If Poland is held responsible for the post-1945 displacements and expulsions of minority populations, then this will naturally lead to future demands for compensation for the resettlement of the German population after 1945 – from those lands granted to Poland at the behest of the Allies. One of the goals pursued by these pro-German Silesian autonomists is clearly to put the German crimes that were committed in occupied Poland on par with a “chauvinist, one-nation state policy” that was supposedly carried out by Poland immediately after the end of the war.
“Polish concentration camps”
This alleged extermination of national minorities by the Polish state seems to be one of the Silesian autonomists’ key points of attack against Poland, and obviously coincides with German interests in regard to historical memory. The primary example that supposedly exemplifies the extermination of Silesians is the site of a former communist labor camp in the Zgoda district of Swietochlowice in Silesia. The camp, which was named after the district, is referred to by the autonomists as a “Polish concentration camp.”

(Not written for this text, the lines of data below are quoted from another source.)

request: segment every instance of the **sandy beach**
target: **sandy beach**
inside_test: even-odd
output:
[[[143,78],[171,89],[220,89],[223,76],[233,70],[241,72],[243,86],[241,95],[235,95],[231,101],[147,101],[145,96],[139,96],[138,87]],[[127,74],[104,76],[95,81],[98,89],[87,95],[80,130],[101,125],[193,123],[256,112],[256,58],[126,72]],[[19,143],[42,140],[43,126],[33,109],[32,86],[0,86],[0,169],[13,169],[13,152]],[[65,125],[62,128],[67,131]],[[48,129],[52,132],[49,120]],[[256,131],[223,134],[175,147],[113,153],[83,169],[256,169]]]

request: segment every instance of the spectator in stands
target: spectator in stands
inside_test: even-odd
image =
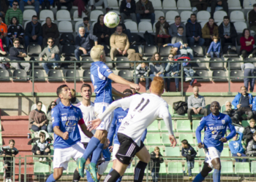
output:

In October 2022, thanks to the efforts of the municipal authorities of Swietochlowice and the Museum of Silesian Uprisings, a model of the former camp was unveiled to visitors that includes a plaque informing readers that they are in the area of a former German concentration camp which was turned into a communist labor camp after the war.
On the day of the model’s unveiling, activists belonging to several autonomist organizations showed up at the site holding banners, one of which read: “Silesia remembers the victims of the Polish concentration camps.” But the autonomists who were protesting there were in fact most vocal in their claim that the Zgoda camp should not be called a German concentration camp, despite the fact that this is what it actually was until the Red Army entered Silesia. This greatly displeased the autonomist community, as well as the German minority. Representatives of both communities stated in unison that the plaque should read “Nazi and Communist,” or “German and Polish.”
There could hardly be a better example of this effort to put German crimes on equal footing with the Polish state’s allegedly criminal activities against national minorities after 1945. These accusations mostly come from circles for whom Poland is an occupying power, not the Silesians’ own country.
Regionalisms against nations
The alleged repression after 1945, the talk of Silesia’s occupation by Poland, the demand for autonomy, a radically pro-German attitude, and demands for Poland to recognize Silesians as a separate people are all presented as “regionalism.” But the regionalism label is merely a way to hide their hostility toward the Polish state and the separatist aspirations of the “autonomists,” as we usually call them. The autonomists use the slogan of “regionalism” to justify their activities as a way of nurturing Silesianness, but it is not difficult to see what such activity is really about and what dangers it may carry for the Polish state.
It is also worth noting those actions being taken by the European Union in relation to granting regions greater independence from national governments in their dealings with Brussels. The idea that is currently being pushed, which would allow Poland’s regions, mainly Silesia, to receive EU funds directly from Brussels, thus bypassing the central government, poses a real threat to the country’s territorial integrity. Brussels’ idea in this regard is strongly supported by politicians from Donald Tusk’s Civic Platform, including MEP Jerzy Buzek, a former president of the European Parliament. This is evidence of how multi-faceted and intensive the efforts to separate Silesia from Poland can be.